07. Oktober 2021 | Artenschutz (BW), Flächenschutz (BW), Verkehr (BW), Mobilität, Naturschutz, Umweltpolitik (BW)

Ein Rechtsgutachten belegt, dass der Bundesverkehrswegeplan die EU-rechtlichen Vorgaben zur Strategischen Umweltprüfung nicht erfüllt. Der BUND Baden-Württemberg fordert die Landesregierung auf, sich für eine Neubewertung der baden-württembergischen Straßenbauprojekte einzusetzen.

Ein Bagger steht auf einer Fläche bei Minseln, auf der später die A 98 verlaufen soll. Neue Straßen zerschneiden Lebensräume von Tieren und Pflanzen.  (Uli Faigle / BUND Hochrhein)

Stuttgart/Berlin. Anlässlich der anstehenden Koalitionsverhandlungen auf Bundesebene veröffentlicht der Bund für Umwelt und Naturschutz Deutschland (BUND) ein von ihm in Auftrag gegebenes Rechtsgutachten zum Bundesverkehrswegeplan. Dieses Gutachten zeigt, dass sowohl der Fernstraßenbedarfsplan (Anlage zum Fernstraßenausbaugesetz vom 23.12.2016) als auch der Bundesverkehrswegeplan (BVWP) 2030 die EU-rechtlichen Vorgaben zur Strategischen Umweltprüfung nicht erfüllen. Darüber hinaus beachten die Pläne die Belange des Klimaschutzes nicht entsprechend des Klimabeschlusses des Bundesverfassungsgerichts vom 23.04.2021 und sind deshalb unions- und verfassungsrechtswidrig. Auch Straßenneubauprojekte in Baden-Württemberg sind hiervon betroffen.
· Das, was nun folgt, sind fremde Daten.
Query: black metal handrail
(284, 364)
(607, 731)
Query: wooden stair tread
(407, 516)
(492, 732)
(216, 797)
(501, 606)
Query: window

Kretschmann muss sich für Neubewertung der Straßenbauprojekte einsetzen

Klaus-Peter Gussfeld, Verkehrsreferent beim BUND Baden-Württemberg, betont: „Das Gutachten zeigt: Die Fernstraßenplanungen, die zu einer Erhöhung der Treibhausgasemissionen führen, sind mit Grundgesetz und Klimaschutzgesetz nicht vereinbar. Statt immer neue und größere Straßen zu bauen, brauchen wir gerade in ländlichen Regionen mehr öffentlichen Verkehr mit Bus und Bahn. Der Verkehrssektor bleibt für einen Großteil der Treibhausgasemissionen verantwortlich, Klimaschutzziele lassen sich mit immer neuen Straßen nicht einhalten. Und auch Artenvielfalt und Biodiversität leiden unter immer neuen, immer größeren Straßenbauten. Wir erwarten deshalb von Ministerpräsident Winfried Kretschmann, dass er sich dafür einsetzt, dass Projekte wie die Hochrheinautobahn A 98 oder die B 31 schnell gestoppt und unter Berücksichtigung aller Klima- und Naturschutzaspekten neu bewertet werden.“

Das nun vorliegende Rechtsgutachten bestätigt die langjährige Position des BUND auf ganzer Linie. „Wir hatten bereits bei der Aufstellung des Bundesverkehrswegeplans zu vielen Straßenbauprojekten – beispielsweise zur Hochrheinautobahn A 98, zur B 31 am Bodensee und am Kaiserstuhl sowie zum Nordostring Stuttgart oder zur B 29 im Ostalbkreis – klima- und naturverträglichere Alternativplanungen eingereicht. Teilweise hat auch das damalige baden-württembergische Ministerium für Verkehr und Infrastruktur diese BUND-Alternativen aufgegriffen und beim Bundesverkehrsministerium gleichberechtigt angemeldet. In keinem Fall sind diese Alternativen ausreichend geprüft worden. Diesen rechtswidrigen Zustand muss die neue Bundesregierung schleunigst korrigieren“, erläutert Gussfeld.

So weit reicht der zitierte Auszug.